The story of Fannie Mae is certainly interesting in this regard for the fact that it was commissioned in 1938 after the Great Depression provide the necessary impetus to the US housing market as a part of the New Deal (a series of economic programmes enacted in US between 1933 and 1936). Interestingly, it was this mortgage giant that ended up initiating the second biggest financial crisis ever. In fact, by the time Global Financial Crisis started (in the second quarter of 2008) Fannie Mae and Freddie Mac (the younger counter art of Fannie Mae was commissioned in 1970 to give competition to the former) had been exposed to subprime/Alt-A loans worth a mind-boggling $388 billion and $392 billion respectively. Certainly, considering that the annual Private-label Mortgage-backed Securities issuances remained at over $800 billion per year in 2005 and 2006, one cannot say that these GSEs caused the crisis, but they for sure were the biggest contributors. Perhaps this was what prompted Senator John McCain to say that “the catalyst for this housing crisis” was Fannie Mae and Freddie Mac. In one of the debates during the Presidential campaign in 2008, he had claimed that these two GSEs “caused the subprime lending situation that now caused the housing market in America to collapse.”

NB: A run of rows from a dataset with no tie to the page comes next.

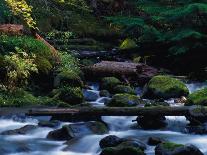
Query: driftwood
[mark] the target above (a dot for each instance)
(113, 111)
(133, 71)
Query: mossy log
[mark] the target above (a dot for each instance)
(133, 71)
(114, 111)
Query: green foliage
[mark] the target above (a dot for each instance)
(123, 89)
(198, 98)
(5, 13)
(165, 87)
(128, 44)
(177, 26)
(19, 66)
(71, 95)
(170, 146)
(109, 83)
(22, 9)
(43, 58)
(68, 63)
(124, 100)
(21, 98)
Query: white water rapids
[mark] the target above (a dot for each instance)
(35, 142)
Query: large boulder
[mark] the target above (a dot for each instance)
(21, 131)
(104, 93)
(71, 95)
(122, 151)
(165, 87)
(124, 100)
(198, 98)
(124, 89)
(110, 141)
(90, 95)
(114, 141)
(155, 141)
(109, 83)
(50, 124)
(67, 78)
(113, 145)
(168, 148)
(151, 122)
(70, 131)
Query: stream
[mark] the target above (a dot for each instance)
(35, 142)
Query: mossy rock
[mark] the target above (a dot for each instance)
(198, 98)
(122, 151)
(124, 100)
(170, 146)
(71, 95)
(68, 78)
(128, 44)
(104, 93)
(165, 87)
(109, 83)
(124, 89)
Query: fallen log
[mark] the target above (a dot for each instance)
(112, 111)
(138, 72)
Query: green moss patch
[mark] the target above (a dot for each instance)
(198, 98)
(165, 87)
(170, 146)
(124, 100)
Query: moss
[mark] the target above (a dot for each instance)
(124, 89)
(128, 44)
(104, 93)
(99, 127)
(71, 95)
(68, 78)
(20, 98)
(122, 151)
(124, 100)
(198, 98)
(109, 83)
(44, 66)
(170, 146)
(165, 87)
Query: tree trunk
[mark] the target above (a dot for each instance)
(112, 111)
(135, 72)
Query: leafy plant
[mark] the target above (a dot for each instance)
(19, 66)
(22, 9)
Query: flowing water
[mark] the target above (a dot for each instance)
(35, 142)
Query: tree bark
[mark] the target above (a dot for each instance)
(112, 111)
(136, 72)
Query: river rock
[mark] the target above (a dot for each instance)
(197, 129)
(108, 83)
(124, 89)
(165, 87)
(75, 130)
(176, 149)
(151, 122)
(154, 141)
(124, 100)
(104, 93)
(67, 78)
(198, 98)
(50, 124)
(114, 141)
(21, 131)
(110, 141)
(90, 95)
(71, 95)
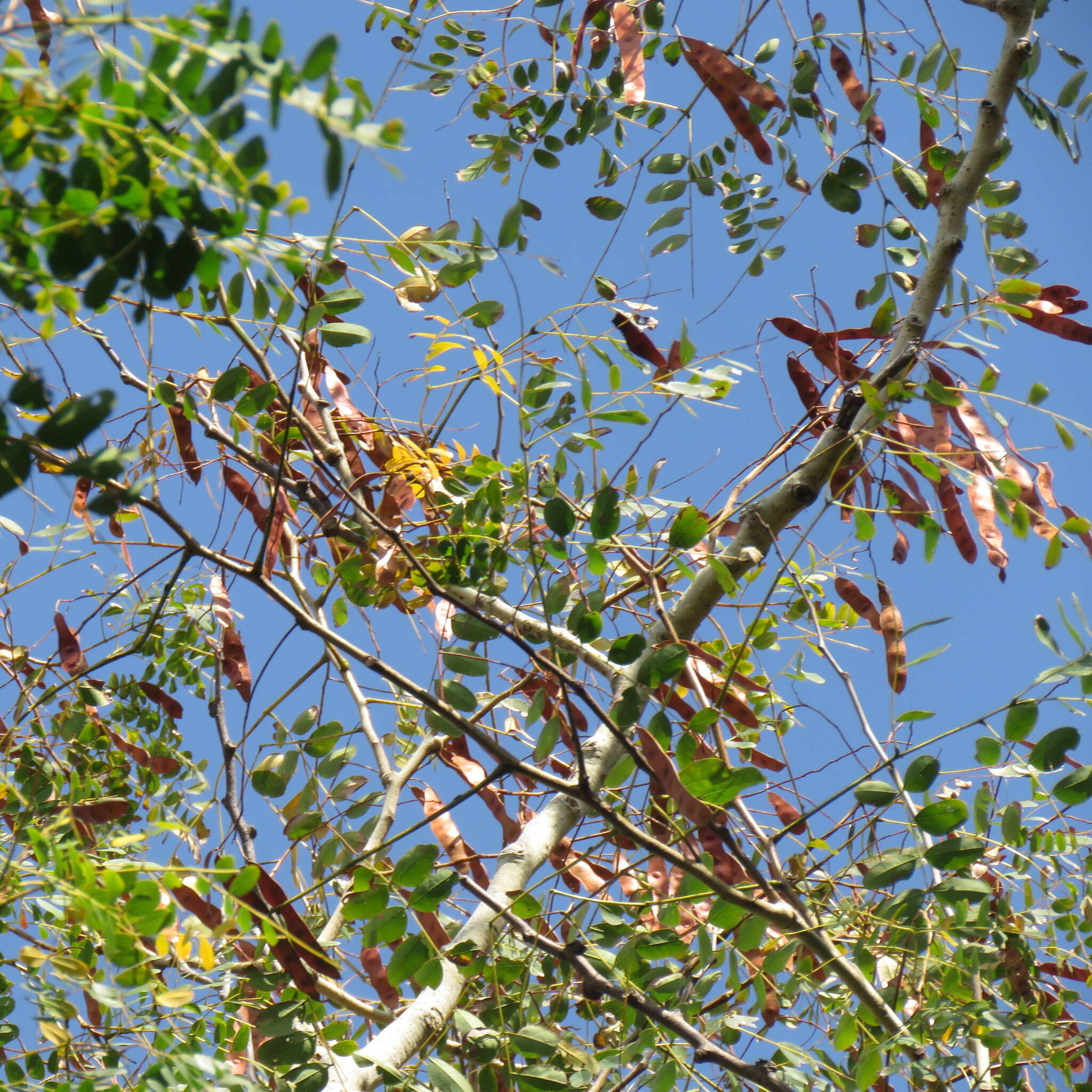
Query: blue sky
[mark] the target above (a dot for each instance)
(994, 651)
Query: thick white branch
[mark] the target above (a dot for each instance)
(519, 862)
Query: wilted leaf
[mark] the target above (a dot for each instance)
(860, 603)
(629, 37)
(876, 793)
(788, 815)
(895, 646)
(68, 647)
(943, 816)
(717, 784)
(1050, 753)
(855, 91)
(688, 529)
(234, 662)
(640, 344)
(727, 82)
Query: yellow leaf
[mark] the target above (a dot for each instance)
(174, 998)
(32, 957)
(441, 347)
(54, 1033)
(75, 968)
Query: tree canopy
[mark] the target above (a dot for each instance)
(406, 683)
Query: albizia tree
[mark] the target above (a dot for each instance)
(439, 743)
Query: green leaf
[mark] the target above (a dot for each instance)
(446, 1078)
(670, 163)
(465, 663)
(669, 245)
(667, 191)
(309, 1078)
(559, 517)
(257, 400)
(469, 628)
(663, 663)
(304, 825)
(291, 1050)
(605, 517)
(458, 697)
(605, 208)
(670, 219)
(889, 869)
(485, 312)
(954, 853)
(718, 784)
(341, 301)
(70, 424)
(1020, 720)
(838, 195)
(320, 58)
(688, 529)
(408, 958)
(1011, 825)
(921, 774)
(913, 185)
(510, 225)
(877, 793)
(231, 384)
(623, 416)
(341, 334)
(1051, 752)
(987, 751)
(943, 816)
(626, 650)
(958, 889)
(868, 1068)
(414, 865)
(1075, 788)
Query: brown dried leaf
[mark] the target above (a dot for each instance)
(234, 662)
(788, 815)
(285, 953)
(661, 765)
(855, 91)
(629, 37)
(105, 809)
(162, 765)
(804, 382)
(825, 347)
(68, 647)
(858, 602)
(934, 178)
(171, 706)
(640, 344)
(732, 105)
(305, 941)
(209, 916)
(221, 604)
(42, 18)
(372, 960)
(1049, 312)
(462, 857)
(80, 503)
(590, 12)
(1085, 536)
(184, 439)
(456, 754)
(895, 646)
(956, 520)
(1062, 296)
(713, 66)
(244, 493)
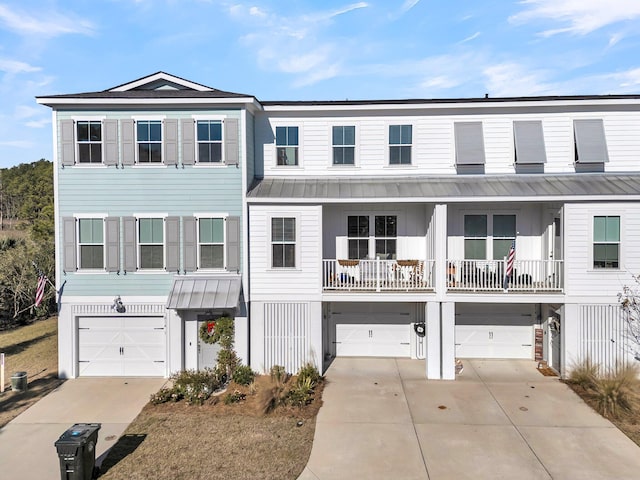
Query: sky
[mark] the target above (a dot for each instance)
(309, 50)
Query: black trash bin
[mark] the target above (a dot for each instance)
(77, 451)
(19, 381)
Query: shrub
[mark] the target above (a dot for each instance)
(584, 374)
(243, 375)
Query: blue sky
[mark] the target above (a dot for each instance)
(309, 50)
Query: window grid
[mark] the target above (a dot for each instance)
(287, 144)
(344, 145)
(283, 242)
(151, 243)
(606, 242)
(400, 143)
(209, 141)
(91, 243)
(149, 141)
(211, 243)
(89, 138)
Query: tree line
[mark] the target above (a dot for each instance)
(26, 241)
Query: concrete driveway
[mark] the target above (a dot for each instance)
(501, 419)
(27, 448)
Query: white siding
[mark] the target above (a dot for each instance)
(433, 141)
(581, 279)
(300, 283)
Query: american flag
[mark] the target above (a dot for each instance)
(511, 256)
(42, 283)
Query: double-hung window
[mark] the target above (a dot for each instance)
(89, 138)
(151, 243)
(283, 242)
(400, 144)
(210, 243)
(344, 145)
(483, 233)
(209, 141)
(358, 236)
(149, 141)
(287, 145)
(91, 243)
(606, 242)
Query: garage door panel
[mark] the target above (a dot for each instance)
(121, 346)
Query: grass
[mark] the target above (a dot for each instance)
(216, 440)
(32, 349)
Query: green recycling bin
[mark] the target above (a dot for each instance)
(77, 451)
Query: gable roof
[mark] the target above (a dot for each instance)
(159, 87)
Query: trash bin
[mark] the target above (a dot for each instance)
(77, 451)
(19, 381)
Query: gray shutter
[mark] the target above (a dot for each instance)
(110, 142)
(129, 244)
(529, 141)
(171, 142)
(188, 142)
(67, 144)
(112, 243)
(591, 144)
(233, 243)
(69, 244)
(469, 143)
(231, 147)
(189, 244)
(128, 142)
(172, 242)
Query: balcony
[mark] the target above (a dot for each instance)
(377, 275)
(532, 276)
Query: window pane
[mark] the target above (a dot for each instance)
(504, 226)
(501, 248)
(211, 256)
(394, 134)
(613, 229)
(151, 256)
(475, 249)
(91, 256)
(475, 225)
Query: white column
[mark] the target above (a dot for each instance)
(569, 337)
(440, 240)
(448, 336)
(432, 320)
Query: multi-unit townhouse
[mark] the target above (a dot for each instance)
(430, 229)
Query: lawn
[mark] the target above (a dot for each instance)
(32, 349)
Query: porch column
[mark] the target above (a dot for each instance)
(440, 250)
(432, 320)
(447, 333)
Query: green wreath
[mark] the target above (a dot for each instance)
(222, 332)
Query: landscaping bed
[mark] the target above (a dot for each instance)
(218, 440)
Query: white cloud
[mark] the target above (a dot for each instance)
(44, 23)
(579, 16)
(16, 66)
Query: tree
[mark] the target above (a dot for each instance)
(629, 300)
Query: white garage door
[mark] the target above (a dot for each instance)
(122, 346)
(372, 330)
(372, 340)
(494, 341)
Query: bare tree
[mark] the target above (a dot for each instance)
(629, 300)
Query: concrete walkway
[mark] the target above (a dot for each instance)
(27, 450)
(501, 419)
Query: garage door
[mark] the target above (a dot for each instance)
(372, 330)
(121, 346)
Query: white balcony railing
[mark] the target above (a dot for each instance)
(489, 275)
(377, 275)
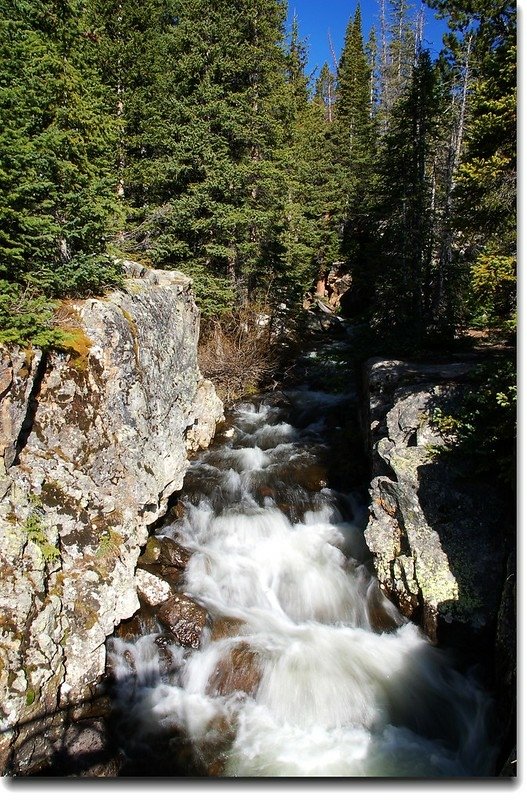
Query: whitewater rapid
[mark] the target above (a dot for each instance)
(335, 683)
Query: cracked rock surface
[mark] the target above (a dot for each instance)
(436, 536)
(93, 442)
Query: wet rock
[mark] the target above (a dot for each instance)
(432, 533)
(93, 443)
(222, 627)
(151, 589)
(151, 552)
(166, 658)
(172, 554)
(171, 575)
(184, 618)
(237, 671)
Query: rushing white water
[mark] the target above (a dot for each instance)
(335, 681)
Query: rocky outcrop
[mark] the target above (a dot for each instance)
(93, 442)
(437, 536)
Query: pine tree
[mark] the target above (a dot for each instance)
(215, 215)
(309, 237)
(56, 137)
(354, 155)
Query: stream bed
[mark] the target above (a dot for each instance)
(300, 666)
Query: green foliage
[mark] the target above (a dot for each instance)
(34, 528)
(482, 430)
(56, 138)
(404, 276)
(27, 318)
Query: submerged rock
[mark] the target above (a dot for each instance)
(93, 442)
(184, 618)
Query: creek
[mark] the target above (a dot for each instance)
(304, 668)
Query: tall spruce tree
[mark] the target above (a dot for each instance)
(404, 278)
(216, 215)
(56, 139)
(354, 154)
(309, 237)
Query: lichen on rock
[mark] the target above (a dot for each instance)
(92, 446)
(431, 532)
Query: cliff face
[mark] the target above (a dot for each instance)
(93, 442)
(442, 540)
(438, 537)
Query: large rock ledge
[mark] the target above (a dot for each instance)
(93, 442)
(440, 540)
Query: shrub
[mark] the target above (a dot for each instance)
(235, 353)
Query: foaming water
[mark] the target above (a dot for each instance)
(314, 672)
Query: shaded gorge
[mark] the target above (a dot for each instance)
(288, 660)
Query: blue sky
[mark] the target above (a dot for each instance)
(317, 17)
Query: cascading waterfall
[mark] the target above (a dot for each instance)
(313, 671)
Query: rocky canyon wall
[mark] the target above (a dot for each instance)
(93, 442)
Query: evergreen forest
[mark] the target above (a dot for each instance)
(187, 134)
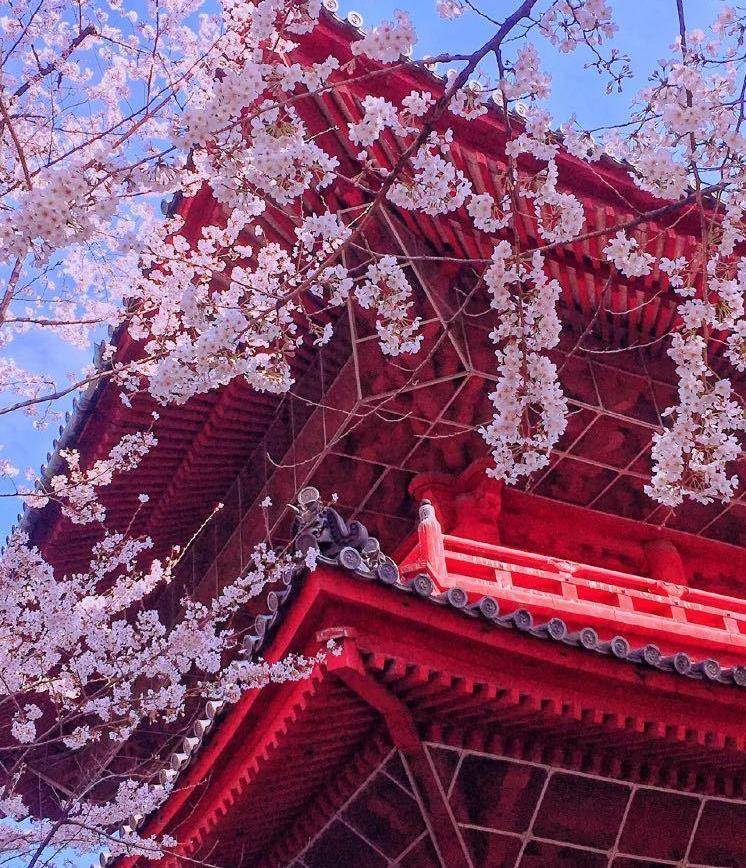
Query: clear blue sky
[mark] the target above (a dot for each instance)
(646, 29)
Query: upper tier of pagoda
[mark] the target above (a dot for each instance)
(364, 426)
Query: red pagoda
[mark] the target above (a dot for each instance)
(547, 675)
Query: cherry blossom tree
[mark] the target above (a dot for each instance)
(104, 111)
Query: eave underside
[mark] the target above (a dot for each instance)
(356, 415)
(304, 770)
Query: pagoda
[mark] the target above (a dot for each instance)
(551, 674)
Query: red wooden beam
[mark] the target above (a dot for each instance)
(349, 668)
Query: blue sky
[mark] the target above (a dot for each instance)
(646, 30)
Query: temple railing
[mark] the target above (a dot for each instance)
(670, 614)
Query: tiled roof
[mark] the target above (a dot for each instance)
(351, 550)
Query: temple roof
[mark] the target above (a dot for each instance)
(354, 415)
(460, 664)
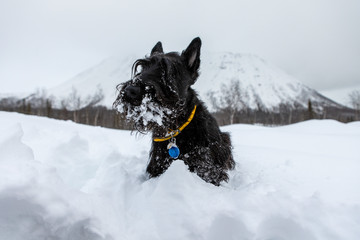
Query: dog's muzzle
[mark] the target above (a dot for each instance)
(133, 95)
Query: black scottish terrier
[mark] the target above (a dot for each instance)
(159, 98)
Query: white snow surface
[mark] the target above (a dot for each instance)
(61, 180)
(265, 84)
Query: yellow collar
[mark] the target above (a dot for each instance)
(174, 133)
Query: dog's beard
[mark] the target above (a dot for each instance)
(147, 116)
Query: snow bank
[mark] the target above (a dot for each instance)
(60, 180)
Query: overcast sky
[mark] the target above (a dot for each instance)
(46, 42)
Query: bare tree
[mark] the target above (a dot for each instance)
(230, 99)
(354, 97)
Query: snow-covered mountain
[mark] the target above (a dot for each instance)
(265, 85)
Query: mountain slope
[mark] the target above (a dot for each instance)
(265, 85)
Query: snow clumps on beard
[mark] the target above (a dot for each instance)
(146, 115)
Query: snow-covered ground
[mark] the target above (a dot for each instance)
(61, 180)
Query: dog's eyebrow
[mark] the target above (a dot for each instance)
(139, 63)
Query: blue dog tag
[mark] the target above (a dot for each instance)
(174, 151)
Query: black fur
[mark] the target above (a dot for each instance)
(161, 88)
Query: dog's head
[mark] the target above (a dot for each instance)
(158, 91)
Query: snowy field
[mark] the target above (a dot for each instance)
(61, 180)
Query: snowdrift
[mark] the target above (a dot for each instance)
(61, 180)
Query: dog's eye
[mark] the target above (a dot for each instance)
(149, 89)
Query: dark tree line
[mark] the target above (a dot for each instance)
(74, 108)
(229, 108)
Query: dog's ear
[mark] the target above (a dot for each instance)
(157, 49)
(191, 56)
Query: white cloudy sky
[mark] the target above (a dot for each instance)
(45, 42)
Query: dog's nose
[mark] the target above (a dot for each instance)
(133, 92)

However, with the taxpayers owing close to 80% of the two GSEs post bankruptcy, the onus was on the government to use them to reorganise the US housing market. And as it can be seen, the job is done, at least to some extent. After long, the US housing market seems gaining legs. What is more interesting is the fact that now it’s in a situation where people have started looking forward to it as a growth driver. Agrees Celia Chen, West Chester based Senior Director at Moody’s Analytics, as she tells B&E, “Housing, once the Achilles’ heel of the US economy, is starting to look like a source of strength in a recovery that has lost its vigor and faces significant roadblocks. That housing is now a bright spot speaks more about the weakness of the recovery than absolute strength in housing.” This comes as a relief at a time when the other drivers of growth are faltering. Housing is about to turn from being a drag on the broader economy to being a driver.